Goethe, in one of the key poems of the “Sturm und Drang” side of Romantic writing, has Prometheus railing against Zeus. Prometheus, the narrator, proclaims that he greater than the god of storms and sky, because Zeus cannot touch what Prometheus has created. The speaker’s heart is the source of all, and the gods envy that. Envy is what leads to Prometheus’ downfall, not justice, and the titan remains defiant. Prometheus uses the familiar “du” to address the chief of the Olympian gods, familiarity and contempt. Very Romantic, very much “storm and stress,” wild passion and defiance of the conventional order by one who knows that he is in the right, no matter what life brings. Sound familiar?

It’s probably best to avoid both Lucifer and Prometheus, at least as they are preserved in mythology and culture. Tricksters can be very helpful . . . or not.

Different Time, Different Minds

It’s hard to get a modern mind into a late medieval or even early-modern mindset. Especially for Americans (and Canadians as well, I suspect), our philosophical and cultural world is so very different from that of the late 1400s-1700 that it’s a wrench. Reading lots of documents and accounts from the time helps, a little, but those are often “official” and rather tidier than the average mental world of the run-of-the-mill soldier, sailor, traveler, or businessman. It takes work, and digging, and a deliberate effort to set aside what we know and to accept the framework of Back Then. And even so, it is an imperfect fit at best, because we lack some of the ingrained culture, the part of the iceberg deeply submerged.

I was thinking about this for a couple of reasons. One, I discovered that some of my students have had certain language patterns ingrained in them, to the point that they don’t see why using a certain term makes zero sense in the context of what they are discussing.

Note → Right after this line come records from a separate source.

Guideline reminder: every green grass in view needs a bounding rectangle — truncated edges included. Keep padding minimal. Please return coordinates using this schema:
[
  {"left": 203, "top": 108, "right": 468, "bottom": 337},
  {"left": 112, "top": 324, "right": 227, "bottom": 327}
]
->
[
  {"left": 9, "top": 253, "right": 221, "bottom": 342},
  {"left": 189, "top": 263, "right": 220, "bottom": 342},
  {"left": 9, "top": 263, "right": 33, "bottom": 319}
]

Two, it’s the annual “Europeans are horrible murdering conquers who were incompetent as well” furor. Three, working on the Merchant books requires me to put on a different mental “costume” of sorts and to force myself into a world that often collides with my own. [As an aside, Arthur has one foot in that world, which might explain a little of why he is so draining to write as a POV character.] It is a mental world where survival comes first, where casual violence is the normal state of things, not the exception, where death is an everyday reality, where women are very important but not equals, and where life is hard and short. Tarno Halson is just over thirty. If you saw him in person, you’d think he was older because of how he moves and his outlook on life.

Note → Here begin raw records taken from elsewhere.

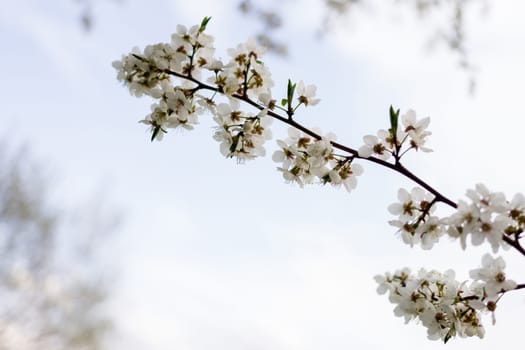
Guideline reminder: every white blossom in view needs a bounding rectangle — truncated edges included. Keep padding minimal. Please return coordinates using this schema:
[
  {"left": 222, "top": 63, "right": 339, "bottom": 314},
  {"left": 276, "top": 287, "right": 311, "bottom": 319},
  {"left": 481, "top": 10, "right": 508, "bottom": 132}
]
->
[{"left": 470, "top": 254, "right": 517, "bottom": 297}]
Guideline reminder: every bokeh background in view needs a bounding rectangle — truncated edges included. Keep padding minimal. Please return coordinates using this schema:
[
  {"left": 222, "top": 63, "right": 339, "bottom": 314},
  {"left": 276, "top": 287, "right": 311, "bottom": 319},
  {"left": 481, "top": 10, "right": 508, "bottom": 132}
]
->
[{"left": 0, "top": 0, "right": 525, "bottom": 350}]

So when I read the accounts of people like Columbus, and Bernal Diaz, or descriptions of the Thirty Years War, the world of Ivan IV (the Terrible) as written by people of the time, it can jar and jar hard. I think something that sums up far too much of the Thirty Years War (and warfare into the modern day, outside of Europe and the Anglo-Sphere) is the statue of the soldier and the woman that is one of the plates in Geoffrey Parker’s book about the Seventeenth Century. I’m not going to describe it, other than to say that it is an amazingly well done depiction of something horrible about to happen. But someone commissioned the sculpture, and kept it, and valued it. That, right there, makes me pause and wonder about mental worlds. But I do delve into that world, because if I’m going to come anywhere close to understanding what makes people do things, and how other minds see things, I need to try. It can be entertaining, and amazing, and terrifying. Sort of like making myself think through blood-and-soil nationalism. I understand it, I can explain it, I can even write it as a point of view, but it itches and doesn’t fit.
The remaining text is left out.